Some 900 Israeli and foreign residents of Israel have been killed in attacks by Palestinians and Israeli military forces have killed 2,500 Palestinians.
Israeli Brig. Gen. Yiftah Spector, one of Israel’s most decorated fighter pilots, signed a letter, along with 26 other reserve pilots calling Israeli attempts at targeting the killing of militants in crowded civilian neighborhoods “illegal and immoral.” Spector said Israel is “opposing everything I was raised on” during his career in the air force. The Israeli officer corps has begun speaking openly against the policies of the Sharon government. Said one, “the public should be made aware of how we feel. There should be a public debate in Israel on where we’re going and how far we can push the Palestinian public.”

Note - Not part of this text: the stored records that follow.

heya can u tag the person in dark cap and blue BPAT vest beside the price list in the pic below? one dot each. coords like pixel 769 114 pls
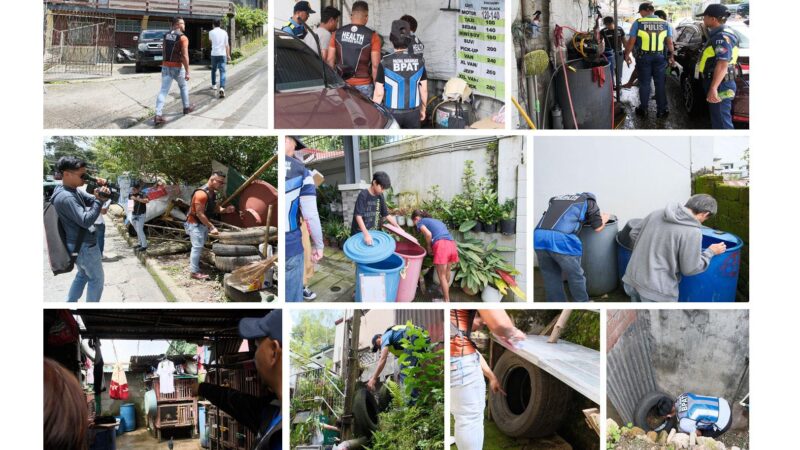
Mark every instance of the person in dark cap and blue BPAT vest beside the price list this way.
pixel 402 82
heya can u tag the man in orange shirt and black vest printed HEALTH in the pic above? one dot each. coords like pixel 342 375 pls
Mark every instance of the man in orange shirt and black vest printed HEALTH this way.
pixel 355 51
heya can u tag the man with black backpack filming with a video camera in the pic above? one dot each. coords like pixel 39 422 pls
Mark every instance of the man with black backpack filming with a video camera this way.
pixel 77 212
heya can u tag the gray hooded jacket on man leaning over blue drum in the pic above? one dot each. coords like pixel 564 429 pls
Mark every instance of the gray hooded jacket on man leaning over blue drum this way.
pixel 666 245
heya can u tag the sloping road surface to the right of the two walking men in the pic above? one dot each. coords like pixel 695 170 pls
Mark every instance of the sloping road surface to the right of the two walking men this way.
pixel 244 105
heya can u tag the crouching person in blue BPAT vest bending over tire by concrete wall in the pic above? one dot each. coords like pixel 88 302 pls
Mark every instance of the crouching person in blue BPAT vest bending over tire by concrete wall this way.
pixel 698 414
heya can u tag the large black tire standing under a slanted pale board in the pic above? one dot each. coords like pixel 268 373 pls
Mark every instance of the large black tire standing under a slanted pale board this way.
pixel 535 403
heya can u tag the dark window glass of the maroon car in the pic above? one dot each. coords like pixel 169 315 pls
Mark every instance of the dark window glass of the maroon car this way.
pixel 299 69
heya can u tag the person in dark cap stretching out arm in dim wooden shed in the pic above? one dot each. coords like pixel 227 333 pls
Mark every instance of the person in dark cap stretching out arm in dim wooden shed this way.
pixel 262 415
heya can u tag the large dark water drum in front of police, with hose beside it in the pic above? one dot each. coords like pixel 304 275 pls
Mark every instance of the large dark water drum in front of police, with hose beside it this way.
pixel 592 103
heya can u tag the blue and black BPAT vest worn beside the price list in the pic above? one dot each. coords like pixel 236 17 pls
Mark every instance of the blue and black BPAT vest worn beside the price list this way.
pixel 402 73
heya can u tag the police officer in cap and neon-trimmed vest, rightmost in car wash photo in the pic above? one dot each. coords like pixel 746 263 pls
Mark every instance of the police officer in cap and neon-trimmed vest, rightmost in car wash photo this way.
pixel 717 66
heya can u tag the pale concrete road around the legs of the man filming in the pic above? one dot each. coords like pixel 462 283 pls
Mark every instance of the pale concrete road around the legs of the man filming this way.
pixel 126 280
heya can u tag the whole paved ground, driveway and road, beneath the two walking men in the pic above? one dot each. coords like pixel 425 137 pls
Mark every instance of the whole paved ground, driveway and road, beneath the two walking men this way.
pixel 126 99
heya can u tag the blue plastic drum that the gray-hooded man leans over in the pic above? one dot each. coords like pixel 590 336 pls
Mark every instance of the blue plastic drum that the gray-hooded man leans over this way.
pixel 718 283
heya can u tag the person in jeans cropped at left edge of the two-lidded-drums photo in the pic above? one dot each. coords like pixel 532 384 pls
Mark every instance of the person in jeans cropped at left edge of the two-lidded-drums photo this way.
pixel 301 203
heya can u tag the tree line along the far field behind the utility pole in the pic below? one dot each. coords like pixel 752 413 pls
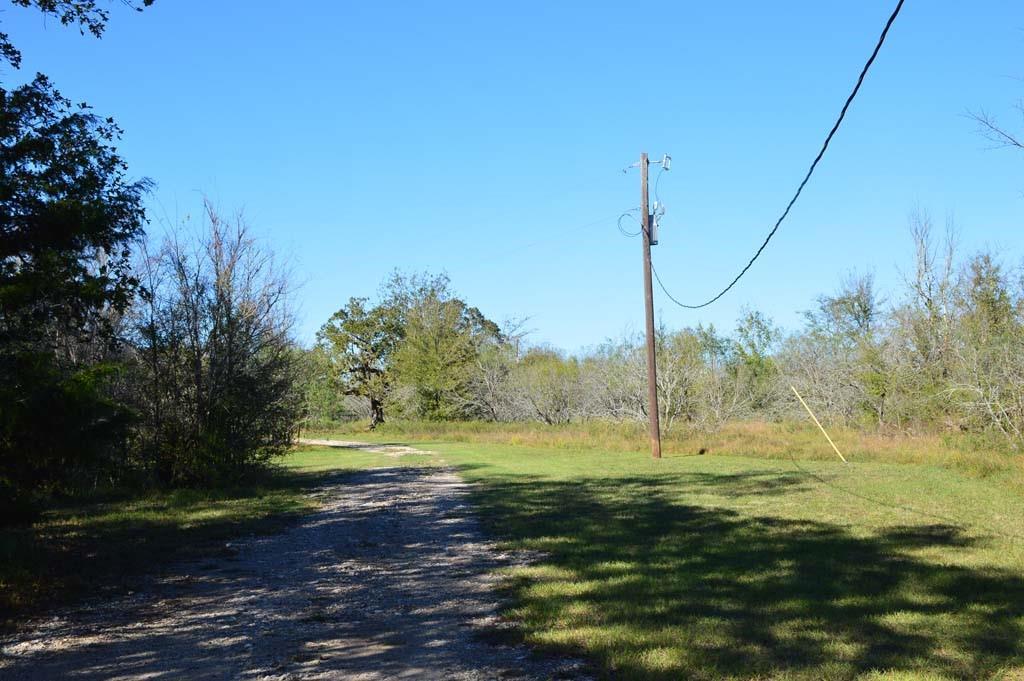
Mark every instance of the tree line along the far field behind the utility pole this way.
pixel 944 354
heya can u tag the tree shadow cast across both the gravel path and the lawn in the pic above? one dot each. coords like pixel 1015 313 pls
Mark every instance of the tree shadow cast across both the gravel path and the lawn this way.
pixel 628 573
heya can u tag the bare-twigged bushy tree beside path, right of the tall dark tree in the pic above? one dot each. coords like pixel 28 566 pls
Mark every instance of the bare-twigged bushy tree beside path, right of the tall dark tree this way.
pixel 218 370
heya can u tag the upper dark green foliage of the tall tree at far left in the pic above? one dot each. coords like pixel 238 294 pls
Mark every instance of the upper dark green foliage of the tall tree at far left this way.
pixel 68 217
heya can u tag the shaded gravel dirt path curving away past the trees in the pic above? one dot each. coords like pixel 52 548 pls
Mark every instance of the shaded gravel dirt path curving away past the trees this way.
pixel 389 581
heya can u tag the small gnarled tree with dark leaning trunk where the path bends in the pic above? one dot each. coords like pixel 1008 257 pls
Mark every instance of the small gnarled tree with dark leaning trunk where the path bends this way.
pixel 360 344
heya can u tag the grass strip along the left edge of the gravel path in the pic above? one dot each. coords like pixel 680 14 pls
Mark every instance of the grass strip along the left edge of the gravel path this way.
pixel 88 546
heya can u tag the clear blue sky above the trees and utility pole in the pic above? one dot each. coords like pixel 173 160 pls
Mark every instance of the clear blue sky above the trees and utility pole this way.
pixel 365 137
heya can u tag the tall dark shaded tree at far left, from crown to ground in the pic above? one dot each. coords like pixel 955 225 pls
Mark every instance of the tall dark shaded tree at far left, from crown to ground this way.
pixel 68 218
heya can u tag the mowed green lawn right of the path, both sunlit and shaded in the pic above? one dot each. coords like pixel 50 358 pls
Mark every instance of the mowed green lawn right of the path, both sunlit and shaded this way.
pixel 729 568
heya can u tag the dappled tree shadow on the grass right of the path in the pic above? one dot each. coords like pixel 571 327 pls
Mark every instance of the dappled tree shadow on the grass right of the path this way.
pixel 652 587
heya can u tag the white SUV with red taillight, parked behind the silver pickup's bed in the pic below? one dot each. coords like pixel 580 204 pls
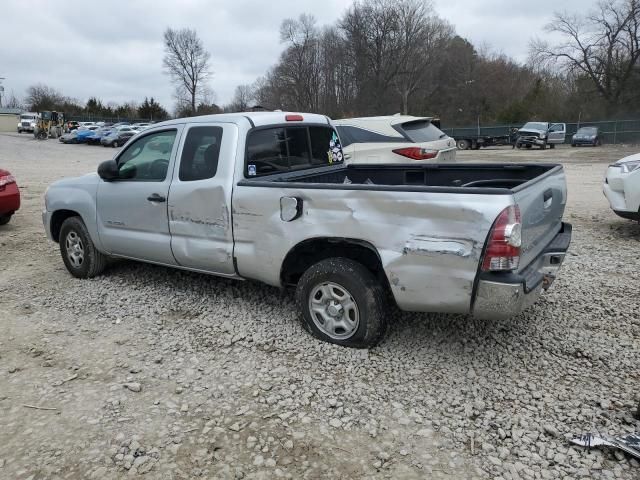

Mofaz summoned Yaalon to his office for a reprimand on Oct. 29, the day the Israeli newspapers printed the first accounts of his remarks. The next day a military officer familiar with the dispute said Yaalon “stands behind everything he said.” This rebellion by the Israeli military may not go away and instead may set off a serious round of political recriminations.
Meanwhile the United States is ignoring the Israeli separation wall, which the Palestinians call “the line of death.” The US has said that it will deduct the cost of that wall from Israel’s proposed line of credit. If Bush and Powell stick with this resolve Israel will remain bankrupt. It’s highly unlikely that American Jews will spend their own money to bail out the profligate Israelis. That may make all the other considerations in this article moot, and that would be a very good thing for the United States.
— Richard H. Curtiss is the executive editor of the Washington Report on Middle East Affairs magazine.